I have developed useful results on the application of low rank Matrix Completion (MC) in a Multiple Input Multiple Output (MIMO) Radar setting, employed as a means for effectively reducing the volume of data required for target detection and estimation. I studied the applicability of MC on the type of data matrices appearing in colocated MIMO radar. In particular, for the classical case of a uniform linear array, I showed for the first time that the coherence of the data matrix is asymptotically optimal with respect to the number of antennas.
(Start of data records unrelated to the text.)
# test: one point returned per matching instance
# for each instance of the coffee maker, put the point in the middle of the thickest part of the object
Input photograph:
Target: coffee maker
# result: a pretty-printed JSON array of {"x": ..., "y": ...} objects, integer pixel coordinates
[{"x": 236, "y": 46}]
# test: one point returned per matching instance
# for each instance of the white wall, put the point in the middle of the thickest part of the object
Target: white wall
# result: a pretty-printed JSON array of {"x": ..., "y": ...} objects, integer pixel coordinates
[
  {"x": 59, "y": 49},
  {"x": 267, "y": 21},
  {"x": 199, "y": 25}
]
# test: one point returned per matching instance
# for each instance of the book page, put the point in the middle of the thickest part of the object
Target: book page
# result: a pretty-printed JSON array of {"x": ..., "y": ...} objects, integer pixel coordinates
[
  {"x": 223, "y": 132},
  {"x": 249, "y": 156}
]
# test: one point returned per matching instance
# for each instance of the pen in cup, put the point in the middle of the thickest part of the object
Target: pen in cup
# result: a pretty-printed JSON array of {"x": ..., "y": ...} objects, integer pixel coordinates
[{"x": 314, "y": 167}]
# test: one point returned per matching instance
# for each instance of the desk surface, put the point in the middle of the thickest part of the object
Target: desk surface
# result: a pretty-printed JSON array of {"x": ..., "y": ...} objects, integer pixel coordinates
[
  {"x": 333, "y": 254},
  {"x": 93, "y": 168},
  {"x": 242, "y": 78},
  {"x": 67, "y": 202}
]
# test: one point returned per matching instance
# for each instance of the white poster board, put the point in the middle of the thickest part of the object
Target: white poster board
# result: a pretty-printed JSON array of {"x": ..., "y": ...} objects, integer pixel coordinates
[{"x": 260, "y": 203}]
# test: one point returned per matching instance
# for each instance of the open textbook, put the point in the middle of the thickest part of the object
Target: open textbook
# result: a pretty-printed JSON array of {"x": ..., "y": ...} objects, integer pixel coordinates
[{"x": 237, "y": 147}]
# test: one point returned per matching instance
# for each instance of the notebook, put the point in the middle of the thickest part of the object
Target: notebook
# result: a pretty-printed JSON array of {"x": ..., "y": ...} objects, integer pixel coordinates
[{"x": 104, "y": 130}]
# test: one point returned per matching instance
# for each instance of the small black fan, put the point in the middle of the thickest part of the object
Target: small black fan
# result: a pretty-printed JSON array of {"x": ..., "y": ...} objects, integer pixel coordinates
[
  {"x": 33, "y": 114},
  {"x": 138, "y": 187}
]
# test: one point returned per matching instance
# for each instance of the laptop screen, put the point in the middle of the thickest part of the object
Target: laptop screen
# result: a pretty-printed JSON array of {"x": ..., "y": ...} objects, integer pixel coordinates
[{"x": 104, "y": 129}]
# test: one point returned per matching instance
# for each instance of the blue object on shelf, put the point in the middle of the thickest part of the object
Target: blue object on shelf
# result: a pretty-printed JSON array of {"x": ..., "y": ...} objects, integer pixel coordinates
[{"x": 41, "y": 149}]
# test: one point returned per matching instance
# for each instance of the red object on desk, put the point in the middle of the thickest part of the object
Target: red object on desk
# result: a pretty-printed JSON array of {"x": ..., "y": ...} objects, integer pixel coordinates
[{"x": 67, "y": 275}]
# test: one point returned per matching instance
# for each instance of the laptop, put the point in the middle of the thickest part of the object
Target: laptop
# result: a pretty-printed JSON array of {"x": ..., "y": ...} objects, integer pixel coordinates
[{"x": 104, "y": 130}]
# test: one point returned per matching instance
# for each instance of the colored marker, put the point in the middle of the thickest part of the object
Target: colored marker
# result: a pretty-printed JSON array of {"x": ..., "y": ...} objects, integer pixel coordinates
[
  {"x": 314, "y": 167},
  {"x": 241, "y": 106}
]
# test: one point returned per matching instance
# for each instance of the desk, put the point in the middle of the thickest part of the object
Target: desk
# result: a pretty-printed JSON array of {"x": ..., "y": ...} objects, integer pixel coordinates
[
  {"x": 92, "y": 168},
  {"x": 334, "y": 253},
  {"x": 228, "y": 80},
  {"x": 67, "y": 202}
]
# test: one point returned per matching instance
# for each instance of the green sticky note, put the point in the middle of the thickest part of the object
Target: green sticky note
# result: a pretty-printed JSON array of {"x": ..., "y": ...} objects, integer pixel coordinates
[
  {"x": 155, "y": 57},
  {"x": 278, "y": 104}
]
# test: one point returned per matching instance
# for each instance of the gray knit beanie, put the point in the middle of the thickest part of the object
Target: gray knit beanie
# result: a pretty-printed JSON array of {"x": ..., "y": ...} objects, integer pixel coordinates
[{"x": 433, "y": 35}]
As a result, the data matrix is provably recoverable via MC using a subset of its entries of minimal cardinality. These results were subsequently generalized to the case of an arbitrary 2-dimensional array, providing more general but yet easy to use sufficient conditions, ensuring low matrix coherence.

Support:

  1. NSF Grant CNS-1239188 (pi: Dr. Athina Petropulu)
  2. ONR Grant N00014-12-1-0036 (pi: Dr. Athina Petropulu)

Selected Publications:

  1. D. S. Kalogerias and A. P. Petropulu, “Matrix Completion in Colocated MIMO Radar: Recoverability, Bounds & Theoretical Guarantees,” IEEE Transactions on Signal Processing, vol. 62, no. 2, pp. 309 – 321, January 2014.
  2. D. S. Kalogerias and A. P. Petropulu, “MC-MIMO Radar: Recoverability and Performance Bounds,” 1st IEEE Global Conference on Signal and Information Processing (GlobalSIP 2013), Austin, TX, USA, December 2013.